If you turned to an artist and asked them to paint a scene from an Antarctic voyage, you’ll likely be given the image of a desolate, windswept landscape of the whitest white. The coast will be swathed in vast ice fields, dotted by colonies of various wildlife as they shelter in the snow beneath a bright blue sky.

However, against all odds, there is plant life beyond simple algae and moss in this empty place. Let’s examine this in a bit more detail.

An introduction to Antarctic flora

It’s true that you’ll mostly see snow and ice during a tour of the Antarctic Peninsula, but especially during summer, there is more to be found. According to the British Antarctic Survey, about 1 per cent of the continent is free from ice enough to support flora, and though you won’t be photographing any trees or shrubs, you might glimpse the two species of flowering plant to be found (which we’ll get to in a moment).

But how did plants even get here?

If you read our related post ‘How was Antarctica formed?’, you’ll find out about the massive forces of continental drift, and how the South Pole used to be much further north. It’s likely Antarctica developed plant life during this past, which can be seen in the fossils of trees researchers have found beneath the thick snow.

It’s true that you’ll mostly see snow and ice during a tour of the Antarctic Peninsula, but especially during summer, there is more to be found.

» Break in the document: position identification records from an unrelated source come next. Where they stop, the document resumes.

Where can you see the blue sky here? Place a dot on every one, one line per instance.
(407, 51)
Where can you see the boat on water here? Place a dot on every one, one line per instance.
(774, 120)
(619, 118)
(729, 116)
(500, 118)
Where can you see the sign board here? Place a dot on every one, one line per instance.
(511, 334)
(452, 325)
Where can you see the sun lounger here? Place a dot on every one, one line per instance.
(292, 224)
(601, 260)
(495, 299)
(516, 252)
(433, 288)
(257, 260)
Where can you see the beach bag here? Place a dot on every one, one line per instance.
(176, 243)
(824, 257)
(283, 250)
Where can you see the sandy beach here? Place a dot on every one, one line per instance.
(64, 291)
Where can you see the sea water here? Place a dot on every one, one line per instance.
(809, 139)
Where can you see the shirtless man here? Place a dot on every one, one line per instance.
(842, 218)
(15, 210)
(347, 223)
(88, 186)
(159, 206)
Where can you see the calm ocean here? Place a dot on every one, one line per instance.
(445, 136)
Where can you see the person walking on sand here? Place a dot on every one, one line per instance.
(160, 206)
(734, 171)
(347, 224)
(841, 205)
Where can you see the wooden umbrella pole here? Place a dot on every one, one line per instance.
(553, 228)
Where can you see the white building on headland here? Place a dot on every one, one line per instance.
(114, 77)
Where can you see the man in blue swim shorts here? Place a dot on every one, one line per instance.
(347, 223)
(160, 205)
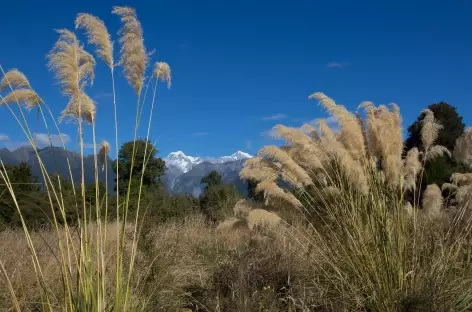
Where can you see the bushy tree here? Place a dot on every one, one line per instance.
(439, 170)
(218, 199)
(212, 179)
(448, 117)
(154, 167)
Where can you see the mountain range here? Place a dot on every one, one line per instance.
(183, 173)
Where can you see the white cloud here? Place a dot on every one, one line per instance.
(335, 64)
(4, 137)
(43, 139)
(274, 117)
(248, 144)
(269, 134)
(184, 45)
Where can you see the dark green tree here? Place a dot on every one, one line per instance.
(212, 179)
(251, 192)
(447, 116)
(90, 193)
(438, 170)
(154, 167)
(26, 190)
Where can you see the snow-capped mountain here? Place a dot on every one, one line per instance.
(185, 163)
(184, 173)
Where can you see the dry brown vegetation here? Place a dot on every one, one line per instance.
(343, 225)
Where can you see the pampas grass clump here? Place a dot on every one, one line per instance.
(91, 277)
(378, 245)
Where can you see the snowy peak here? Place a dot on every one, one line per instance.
(236, 156)
(185, 163)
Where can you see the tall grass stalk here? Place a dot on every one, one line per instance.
(84, 270)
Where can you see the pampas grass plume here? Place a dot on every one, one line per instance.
(430, 129)
(97, 35)
(262, 218)
(14, 79)
(162, 72)
(432, 200)
(26, 96)
(133, 55)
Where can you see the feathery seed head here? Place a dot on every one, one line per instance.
(288, 164)
(263, 218)
(26, 96)
(103, 152)
(83, 108)
(411, 168)
(304, 150)
(97, 35)
(432, 200)
(272, 192)
(461, 178)
(436, 151)
(74, 68)
(463, 148)
(242, 208)
(449, 186)
(162, 72)
(258, 169)
(351, 134)
(14, 79)
(133, 55)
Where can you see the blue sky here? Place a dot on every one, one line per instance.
(241, 67)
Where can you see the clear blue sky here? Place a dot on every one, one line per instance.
(236, 62)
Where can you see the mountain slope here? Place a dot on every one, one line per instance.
(189, 182)
(55, 161)
(183, 173)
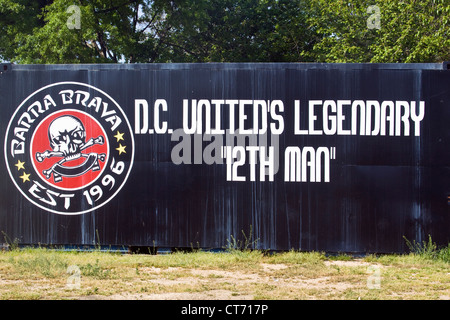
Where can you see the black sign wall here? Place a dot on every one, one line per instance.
(329, 157)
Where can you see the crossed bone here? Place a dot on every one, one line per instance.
(49, 154)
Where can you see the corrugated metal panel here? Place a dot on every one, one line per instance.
(380, 188)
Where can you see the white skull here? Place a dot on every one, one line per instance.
(67, 134)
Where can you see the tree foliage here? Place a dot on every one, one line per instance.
(136, 31)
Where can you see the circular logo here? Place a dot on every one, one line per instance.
(69, 148)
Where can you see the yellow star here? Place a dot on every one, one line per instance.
(121, 149)
(19, 165)
(25, 177)
(119, 136)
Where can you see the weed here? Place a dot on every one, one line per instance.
(242, 245)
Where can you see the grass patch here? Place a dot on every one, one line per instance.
(235, 273)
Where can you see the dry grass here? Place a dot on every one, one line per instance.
(42, 274)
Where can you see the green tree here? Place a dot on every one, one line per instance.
(409, 31)
(224, 31)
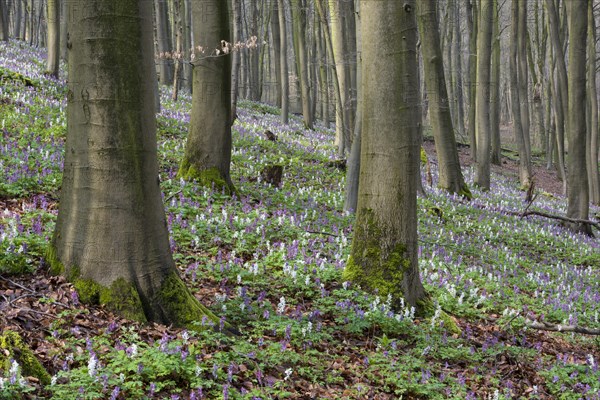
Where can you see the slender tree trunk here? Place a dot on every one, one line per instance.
(482, 100)
(592, 133)
(235, 66)
(450, 175)
(472, 12)
(561, 84)
(178, 55)
(299, 26)
(111, 235)
(275, 32)
(4, 21)
(207, 155)
(186, 17)
(496, 154)
(163, 39)
(353, 172)
(285, 81)
(578, 189)
(518, 104)
(384, 248)
(52, 63)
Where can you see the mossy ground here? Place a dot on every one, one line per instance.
(13, 348)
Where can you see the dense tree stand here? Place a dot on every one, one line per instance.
(111, 237)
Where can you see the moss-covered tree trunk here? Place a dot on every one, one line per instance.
(384, 247)
(4, 21)
(578, 190)
(519, 125)
(450, 175)
(592, 133)
(163, 41)
(482, 98)
(111, 237)
(53, 33)
(207, 155)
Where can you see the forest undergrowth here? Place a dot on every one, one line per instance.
(269, 261)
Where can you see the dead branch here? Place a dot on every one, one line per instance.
(546, 326)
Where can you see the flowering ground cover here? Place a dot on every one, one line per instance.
(269, 261)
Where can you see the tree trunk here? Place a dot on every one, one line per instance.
(496, 153)
(472, 17)
(235, 62)
(561, 85)
(163, 39)
(299, 27)
(578, 189)
(207, 156)
(111, 235)
(285, 81)
(353, 172)
(275, 32)
(4, 21)
(592, 134)
(178, 55)
(450, 175)
(384, 247)
(482, 99)
(518, 104)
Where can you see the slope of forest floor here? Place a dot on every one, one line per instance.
(270, 263)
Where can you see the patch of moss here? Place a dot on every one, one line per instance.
(121, 297)
(206, 177)
(56, 267)
(14, 349)
(182, 308)
(369, 267)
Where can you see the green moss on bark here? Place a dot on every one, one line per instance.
(206, 177)
(371, 267)
(182, 308)
(121, 297)
(13, 348)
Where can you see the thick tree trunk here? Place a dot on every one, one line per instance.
(482, 100)
(4, 21)
(450, 175)
(578, 189)
(207, 155)
(111, 238)
(384, 247)
(285, 81)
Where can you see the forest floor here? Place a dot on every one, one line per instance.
(270, 263)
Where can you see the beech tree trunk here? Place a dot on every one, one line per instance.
(4, 21)
(482, 100)
(207, 155)
(578, 189)
(384, 247)
(450, 175)
(111, 237)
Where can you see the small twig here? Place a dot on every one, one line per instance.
(546, 326)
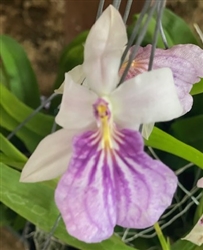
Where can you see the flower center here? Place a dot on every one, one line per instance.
(103, 117)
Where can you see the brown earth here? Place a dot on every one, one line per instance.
(43, 27)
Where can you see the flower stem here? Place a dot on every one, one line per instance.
(165, 245)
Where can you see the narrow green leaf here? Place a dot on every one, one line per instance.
(189, 130)
(197, 88)
(175, 28)
(35, 202)
(185, 245)
(10, 155)
(18, 72)
(165, 142)
(11, 162)
(9, 150)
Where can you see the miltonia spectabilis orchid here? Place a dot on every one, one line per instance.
(107, 179)
(186, 63)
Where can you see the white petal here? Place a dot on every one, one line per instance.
(147, 129)
(147, 98)
(77, 75)
(103, 50)
(76, 110)
(51, 157)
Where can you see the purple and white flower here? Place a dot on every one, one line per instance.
(107, 179)
(186, 63)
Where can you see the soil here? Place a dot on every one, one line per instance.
(40, 27)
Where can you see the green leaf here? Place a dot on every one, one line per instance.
(17, 70)
(185, 245)
(13, 112)
(189, 130)
(175, 28)
(11, 155)
(165, 142)
(35, 202)
(197, 88)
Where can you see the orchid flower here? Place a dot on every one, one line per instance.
(185, 61)
(196, 234)
(200, 183)
(107, 179)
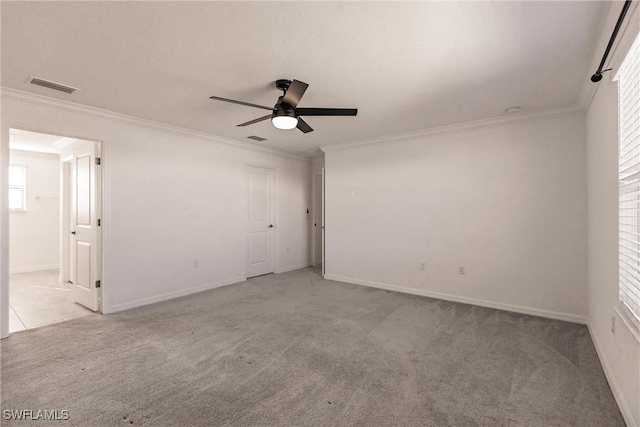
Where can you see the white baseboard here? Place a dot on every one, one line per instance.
(615, 388)
(169, 295)
(457, 298)
(294, 267)
(34, 269)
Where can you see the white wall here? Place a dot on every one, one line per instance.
(171, 197)
(507, 202)
(619, 352)
(35, 233)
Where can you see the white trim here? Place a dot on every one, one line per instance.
(611, 378)
(34, 269)
(627, 318)
(314, 209)
(170, 295)
(567, 317)
(294, 267)
(464, 126)
(15, 95)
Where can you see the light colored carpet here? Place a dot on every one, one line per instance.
(294, 349)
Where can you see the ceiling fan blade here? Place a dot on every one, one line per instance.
(248, 104)
(327, 111)
(294, 93)
(250, 122)
(303, 126)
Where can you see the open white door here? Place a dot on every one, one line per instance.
(260, 214)
(322, 221)
(84, 240)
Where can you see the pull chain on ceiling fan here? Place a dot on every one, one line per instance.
(286, 114)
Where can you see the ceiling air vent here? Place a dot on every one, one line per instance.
(51, 85)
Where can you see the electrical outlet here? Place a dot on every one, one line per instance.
(613, 325)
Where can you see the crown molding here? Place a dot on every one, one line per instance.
(15, 95)
(574, 110)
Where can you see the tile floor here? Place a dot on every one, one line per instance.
(37, 299)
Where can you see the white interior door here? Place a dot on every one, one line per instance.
(84, 244)
(317, 219)
(322, 219)
(259, 224)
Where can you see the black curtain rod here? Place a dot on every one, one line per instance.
(597, 76)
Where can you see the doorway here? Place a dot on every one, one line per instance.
(259, 220)
(316, 254)
(46, 192)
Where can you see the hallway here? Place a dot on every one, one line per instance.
(37, 299)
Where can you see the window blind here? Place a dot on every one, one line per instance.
(17, 188)
(629, 179)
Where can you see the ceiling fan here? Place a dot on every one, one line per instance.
(286, 114)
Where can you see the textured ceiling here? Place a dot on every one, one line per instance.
(406, 66)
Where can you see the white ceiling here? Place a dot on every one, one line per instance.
(32, 141)
(405, 66)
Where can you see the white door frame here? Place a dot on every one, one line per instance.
(314, 210)
(4, 208)
(274, 240)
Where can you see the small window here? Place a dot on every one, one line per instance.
(17, 188)
(629, 180)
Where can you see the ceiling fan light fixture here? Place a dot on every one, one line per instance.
(285, 120)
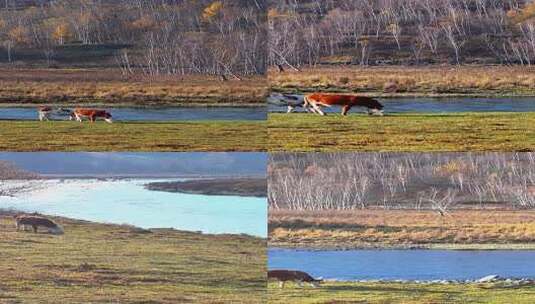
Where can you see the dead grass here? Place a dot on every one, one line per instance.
(410, 81)
(399, 228)
(107, 86)
(99, 263)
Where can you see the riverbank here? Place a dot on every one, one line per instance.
(88, 264)
(256, 187)
(403, 229)
(107, 87)
(396, 81)
(133, 136)
(398, 292)
(415, 132)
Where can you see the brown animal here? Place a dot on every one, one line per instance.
(318, 100)
(44, 112)
(283, 276)
(92, 114)
(35, 222)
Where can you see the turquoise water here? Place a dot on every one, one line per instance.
(128, 202)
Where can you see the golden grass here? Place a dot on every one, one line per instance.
(133, 136)
(410, 81)
(414, 132)
(399, 228)
(106, 86)
(99, 263)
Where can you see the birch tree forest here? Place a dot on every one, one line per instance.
(153, 37)
(437, 181)
(415, 32)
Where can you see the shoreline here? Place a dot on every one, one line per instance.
(260, 104)
(380, 94)
(431, 246)
(9, 212)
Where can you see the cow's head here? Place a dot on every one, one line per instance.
(375, 108)
(107, 117)
(316, 283)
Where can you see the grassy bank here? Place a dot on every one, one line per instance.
(346, 292)
(410, 81)
(459, 229)
(133, 136)
(402, 132)
(106, 87)
(100, 263)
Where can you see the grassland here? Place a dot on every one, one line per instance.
(31, 86)
(402, 132)
(390, 292)
(98, 263)
(374, 228)
(410, 81)
(133, 136)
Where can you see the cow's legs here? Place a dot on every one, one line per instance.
(345, 109)
(290, 109)
(317, 109)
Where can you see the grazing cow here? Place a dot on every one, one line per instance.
(35, 222)
(290, 101)
(317, 100)
(92, 114)
(45, 112)
(282, 276)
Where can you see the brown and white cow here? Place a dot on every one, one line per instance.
(346, 101)
(91, 114)
(44, 112)
(283, 276)
(35, 222)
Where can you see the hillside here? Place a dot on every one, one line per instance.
(417, 32)
(150, 38)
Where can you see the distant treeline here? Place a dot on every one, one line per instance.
(380, 32)
(158, 37)
(437, 181)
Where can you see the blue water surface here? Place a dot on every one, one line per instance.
(405, 264)
(154, 114)
(127, 201)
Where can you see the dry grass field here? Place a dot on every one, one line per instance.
(100, 263)
(24, 86)
(133, 136)
(414, 132)
(410, 81)
(367, 228)
(403, 293)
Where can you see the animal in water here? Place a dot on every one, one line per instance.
(45, 112)
(290, 101)
(317, 100)
(91, 114)
(283, 276)
(35, 221)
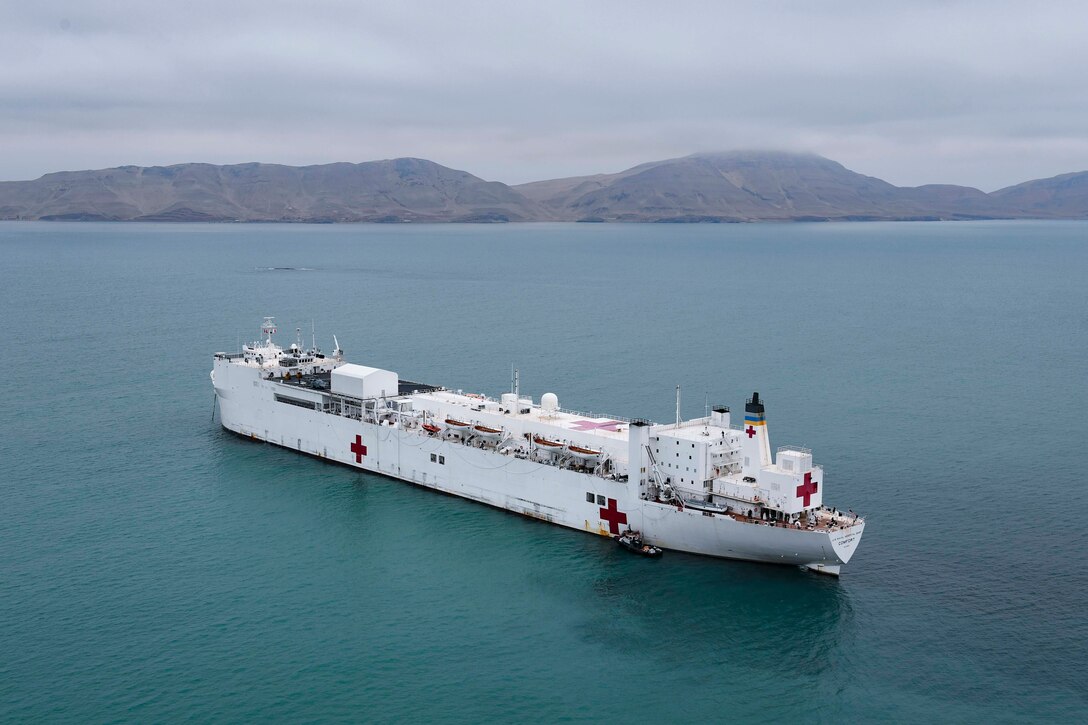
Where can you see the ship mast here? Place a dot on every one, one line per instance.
(678, 406)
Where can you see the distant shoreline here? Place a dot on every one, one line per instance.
(715, 188)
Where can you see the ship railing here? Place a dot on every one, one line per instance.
(590, 414)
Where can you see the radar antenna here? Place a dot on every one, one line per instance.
(268, 329)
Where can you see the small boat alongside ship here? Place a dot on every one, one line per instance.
(632, 541)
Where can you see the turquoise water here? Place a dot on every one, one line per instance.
(155, 568)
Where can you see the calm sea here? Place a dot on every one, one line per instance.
(155, 568)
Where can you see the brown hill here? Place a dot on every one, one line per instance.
(749, 186)
(1064, 196)
(399, 189)
(733, 186)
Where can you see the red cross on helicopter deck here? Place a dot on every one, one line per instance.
(614, 516)
(807, 489)
(358, 449)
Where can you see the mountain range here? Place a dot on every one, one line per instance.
(738, 186)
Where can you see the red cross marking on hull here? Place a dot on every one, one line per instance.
(614, 516)
(358, 449)
(807, 489)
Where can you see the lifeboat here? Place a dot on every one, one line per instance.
(484, 431)
(584, 454)
(545, 444)
(456, 427)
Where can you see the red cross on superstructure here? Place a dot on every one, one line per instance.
(807, 489)
(358, 449)
(614, 516)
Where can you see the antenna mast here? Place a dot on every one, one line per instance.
(678, 406)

Flowering plants in modern Antarctica

But as we mentioned, it’s not just fossils here – two species of flowering plant exist, which keen-eyed Antarctic explorers can find hiding among the rocky shores of the Peninsula.

The first is the Antarctic pearlwort, which grows to a mere 5 centimetres tall, with pleasant yellow-white buds. The other is the perennial Antarctic hair grass, which is a tussocky flower with long, thin stems. Both of these rely on the wind for pollination, as there are no small insects to help them out. What’s more impressive about these plants is of course their adaptation to the cold. Each, according to a paper published by the University of Canterbury, can still photosynthesise at freezing temperatures.

Based on current reports, we might be able to see more of these species in the future, too. Global Warming, reports a study published in journal Nature Climate Change, is helping them become increasingly widespread. In particular, an increased supply of nitrogen has led to hair grass booming since the mid-1900s.

So when you are investigating the Antarctic Peninsula on your next cruise, ask your guide to point out these hardy plants to appreciate something that grows even when nothing else will.